Populizm dopadł Hiszpanię
Lewacka partia Podemos idzie po władzę. Jeśli ją zdobędzie, kraj czeka bankructwo.
Ugrupowanie założone przez 36-letniego profesora politologii Uniwersytetu Complutense w Madrycie Pabla Iglesiasa pierwsze urodziny będzie obchodzić dopiero w styczniu. Ale już teraz poparcie ma większe od 135-letniej Hiszpańskiej Socjalistycznej Partii Robotniczej (PSOE), do tej pory głównej formacji lewicy od obalenia dyktatury Franco w 1976 r. Jak wynika z opublikowanego w tym tygodniu sondażu dla sieci telewizyjnej Telecinco, na Podemos (Możemy) jest gotowych głosować 24,1 proc. Hiszpanów, więcej niż na ugrupowanie, którym w przeszłości kierował legendarny premier Felipe Gonzalez (23,7 proc.). Analiza daje co prawda wciąż pierwsze miejsce konserwatywnej Partii Ludowej (28,3 proc.), ale być może już nie na długo.
– W najbliższych dniach otrzymamy dane Instytutu Analiz Socjologicznych. Z przecieków wynika, że Podemos zdobędzie w nich pierwsze miejsce – mówi „Rz" Oriol Bartomeus, politolog z Uniwersytetu w Barcelonie.

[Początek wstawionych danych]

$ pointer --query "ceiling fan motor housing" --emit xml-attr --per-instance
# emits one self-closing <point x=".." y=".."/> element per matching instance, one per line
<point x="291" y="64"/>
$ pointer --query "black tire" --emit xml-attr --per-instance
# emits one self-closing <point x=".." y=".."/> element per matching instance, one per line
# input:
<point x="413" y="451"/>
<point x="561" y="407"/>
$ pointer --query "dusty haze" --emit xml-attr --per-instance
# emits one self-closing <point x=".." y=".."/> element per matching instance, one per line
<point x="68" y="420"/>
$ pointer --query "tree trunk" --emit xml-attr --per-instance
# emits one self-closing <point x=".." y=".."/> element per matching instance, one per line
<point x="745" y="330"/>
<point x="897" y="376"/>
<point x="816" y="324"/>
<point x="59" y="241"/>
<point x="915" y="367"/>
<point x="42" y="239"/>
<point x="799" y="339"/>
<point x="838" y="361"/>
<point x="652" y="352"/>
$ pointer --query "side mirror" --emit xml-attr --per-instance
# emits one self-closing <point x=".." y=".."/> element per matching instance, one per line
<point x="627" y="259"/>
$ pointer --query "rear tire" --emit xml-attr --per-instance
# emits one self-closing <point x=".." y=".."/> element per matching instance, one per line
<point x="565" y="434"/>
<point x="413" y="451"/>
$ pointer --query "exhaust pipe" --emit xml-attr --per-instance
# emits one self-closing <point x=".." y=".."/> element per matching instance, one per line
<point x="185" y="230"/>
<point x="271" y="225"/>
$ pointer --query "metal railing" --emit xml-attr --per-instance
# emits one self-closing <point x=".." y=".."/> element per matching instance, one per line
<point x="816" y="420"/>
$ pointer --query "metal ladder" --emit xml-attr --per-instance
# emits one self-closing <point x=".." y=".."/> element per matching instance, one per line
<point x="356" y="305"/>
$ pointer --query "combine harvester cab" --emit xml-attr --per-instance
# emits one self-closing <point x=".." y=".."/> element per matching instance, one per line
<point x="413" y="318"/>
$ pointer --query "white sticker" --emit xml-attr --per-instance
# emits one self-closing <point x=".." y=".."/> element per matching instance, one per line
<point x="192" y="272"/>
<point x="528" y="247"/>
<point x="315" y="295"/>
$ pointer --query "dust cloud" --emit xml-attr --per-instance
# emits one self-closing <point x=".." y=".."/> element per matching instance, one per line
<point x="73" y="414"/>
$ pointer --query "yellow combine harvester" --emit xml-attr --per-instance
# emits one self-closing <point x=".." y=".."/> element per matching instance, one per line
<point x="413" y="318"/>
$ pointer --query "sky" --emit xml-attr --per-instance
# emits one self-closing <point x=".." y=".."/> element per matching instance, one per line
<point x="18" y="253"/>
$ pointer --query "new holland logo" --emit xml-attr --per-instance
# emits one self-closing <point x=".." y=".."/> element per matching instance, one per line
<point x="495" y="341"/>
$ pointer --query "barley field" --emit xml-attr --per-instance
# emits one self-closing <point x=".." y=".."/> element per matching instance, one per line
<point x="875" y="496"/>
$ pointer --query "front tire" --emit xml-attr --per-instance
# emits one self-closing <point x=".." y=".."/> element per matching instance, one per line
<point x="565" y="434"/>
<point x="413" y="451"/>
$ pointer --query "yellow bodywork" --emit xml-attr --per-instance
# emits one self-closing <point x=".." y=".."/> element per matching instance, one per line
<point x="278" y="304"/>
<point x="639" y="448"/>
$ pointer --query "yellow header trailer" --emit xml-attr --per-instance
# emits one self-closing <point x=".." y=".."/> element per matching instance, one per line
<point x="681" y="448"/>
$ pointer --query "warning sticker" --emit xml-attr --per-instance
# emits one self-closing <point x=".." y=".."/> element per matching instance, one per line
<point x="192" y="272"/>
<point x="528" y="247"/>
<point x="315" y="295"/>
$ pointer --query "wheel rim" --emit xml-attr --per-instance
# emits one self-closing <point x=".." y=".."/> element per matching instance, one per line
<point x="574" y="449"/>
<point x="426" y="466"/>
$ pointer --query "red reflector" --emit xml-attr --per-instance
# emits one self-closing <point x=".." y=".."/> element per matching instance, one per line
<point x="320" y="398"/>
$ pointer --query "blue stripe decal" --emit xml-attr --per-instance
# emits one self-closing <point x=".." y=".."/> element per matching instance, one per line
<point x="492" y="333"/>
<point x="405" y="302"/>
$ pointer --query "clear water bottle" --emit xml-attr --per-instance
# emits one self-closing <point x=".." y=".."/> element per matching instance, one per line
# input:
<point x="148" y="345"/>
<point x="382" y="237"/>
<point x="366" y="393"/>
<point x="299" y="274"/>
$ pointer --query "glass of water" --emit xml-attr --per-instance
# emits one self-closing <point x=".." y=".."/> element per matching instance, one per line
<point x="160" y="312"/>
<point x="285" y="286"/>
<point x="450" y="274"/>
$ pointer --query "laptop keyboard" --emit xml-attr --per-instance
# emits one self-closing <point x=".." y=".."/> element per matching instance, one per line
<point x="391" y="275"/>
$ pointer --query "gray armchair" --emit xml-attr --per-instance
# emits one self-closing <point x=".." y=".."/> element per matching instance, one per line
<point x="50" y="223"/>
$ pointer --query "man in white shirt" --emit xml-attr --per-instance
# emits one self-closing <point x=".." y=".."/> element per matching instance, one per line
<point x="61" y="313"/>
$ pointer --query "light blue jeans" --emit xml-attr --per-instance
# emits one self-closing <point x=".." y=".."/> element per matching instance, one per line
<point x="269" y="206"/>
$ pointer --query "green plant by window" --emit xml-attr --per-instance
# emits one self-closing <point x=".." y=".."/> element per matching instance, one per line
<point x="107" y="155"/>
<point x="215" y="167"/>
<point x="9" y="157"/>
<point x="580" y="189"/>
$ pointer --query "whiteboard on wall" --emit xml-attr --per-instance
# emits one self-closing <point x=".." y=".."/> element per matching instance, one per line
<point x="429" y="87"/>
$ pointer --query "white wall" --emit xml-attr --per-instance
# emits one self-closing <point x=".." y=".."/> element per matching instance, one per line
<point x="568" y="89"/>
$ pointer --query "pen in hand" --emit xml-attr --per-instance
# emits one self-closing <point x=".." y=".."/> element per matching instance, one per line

Tempo podboju przez nową partię hiszpańskiej sceny politycznej jest na miarę ogromnych problemów kraju. Iglesias, który między 14. a 20. rokiem życia należał do...
Archiwum Rzeczpospolitej to wygodna wyszukiwarka archiwalnych tekstów opublikowanych na łamach dziennika od 1993 roku. Unikalne źródło wiedzy o Polsce i świecie, wzbogacone o perspektywę ekonomiczną i prawną.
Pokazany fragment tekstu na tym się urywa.